Search code examples
mathfloating-pointieee-754

What is theoretically the smallest floating point format possible?


Assuming you are considering IEEE-754 format for floating point numbers for things like single and double precision, what is the smallest floating point format you could possibly have?

I know there are half-floats, and miniflooats, but how small still makes sense? I know the applications might not be there to make the format great for any practical use however.

I'm trying to determine what is the smallest mantissa bitwidth you could have and smallest exponent width?

For instance, does it make sense to have a mantissa that is in X.X format (assuming single precision would be represented as X.XXXXXXXXXXXXXXXXXXXXXXX)? Also, does it make sense to have an exponent with width 1?

As an example of what I'm thinking:

If you had X.X format, and no exponent, then your only possible numbers are +/- {1.0,1.1}, but is there something fundamental about floating point numbers or format that makes these impossible to consider?


Solution

  • I have occasionally used a four-bit FP format: 2 exponent bits and 1 significand bits. This gives you the following set of values:

    encoding    value
      x000     +/-0.0
      x001     +/-0.5
      x010     +/-1.0
      x011     +/-1.5
      x100     +/-2.0
      x101     +/-3.0
      x110     +/-Inf
      x111        NaN
    

    Obviously, you can't do much useful computation with this format, but it's useful for teaching because it's the smallest format that gives you all of the interesting edge cases (no signaling NaN, though, if you care about that, unless you want to make "-NaN" signaling).

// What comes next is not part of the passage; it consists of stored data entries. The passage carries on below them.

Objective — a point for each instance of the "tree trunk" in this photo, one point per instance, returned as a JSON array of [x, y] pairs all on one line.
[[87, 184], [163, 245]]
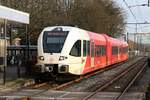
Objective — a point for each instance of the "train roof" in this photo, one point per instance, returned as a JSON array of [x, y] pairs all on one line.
[[93, 35]]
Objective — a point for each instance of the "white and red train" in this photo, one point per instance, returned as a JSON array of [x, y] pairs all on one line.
[[74, 51]]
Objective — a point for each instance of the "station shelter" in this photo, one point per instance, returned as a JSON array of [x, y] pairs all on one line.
[[10, 20]]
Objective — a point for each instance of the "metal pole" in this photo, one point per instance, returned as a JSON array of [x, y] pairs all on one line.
[[5, 50]]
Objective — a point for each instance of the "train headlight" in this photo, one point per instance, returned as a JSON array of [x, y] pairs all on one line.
[[63, 68], [62, 58], [41, 57]]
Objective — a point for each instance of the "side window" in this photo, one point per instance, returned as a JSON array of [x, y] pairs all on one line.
[[76, 49], [88, 48], [84, 48]]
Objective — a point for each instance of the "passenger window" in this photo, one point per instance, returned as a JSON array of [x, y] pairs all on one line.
[[88, 48], [76, 49], [84, 48]]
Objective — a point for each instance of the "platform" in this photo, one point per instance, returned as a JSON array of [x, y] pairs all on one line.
[[62, 95]]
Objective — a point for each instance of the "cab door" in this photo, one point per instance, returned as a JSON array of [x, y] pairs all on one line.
[[92, 54]]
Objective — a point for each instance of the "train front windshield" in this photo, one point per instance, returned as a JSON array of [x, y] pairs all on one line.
[[53, 41]]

    In some sense, this is the "smallest" floating-point format that isn't totally degenerate, but you'd still never use it because it's worse in basically every way than a 4-bit signed fixed-point format with one fractional bit. The smallest floating-point format that really passes this test in a general setting is half precision (though there are some niche uses for 8b formats).

    The three-bit format with no significand bits almost works; it gives you +/-0, +/-1, +/-2, and +/-Inf, but there's no NaN encoding available if you follow the usual IEEE-754 encoding rules. It would be nicer to use b010 for Inf and b011 for NaN, but then no rounding ever occurs in arithmetic (except for 1 + 1 overflowing), which isn't very useful for teaching.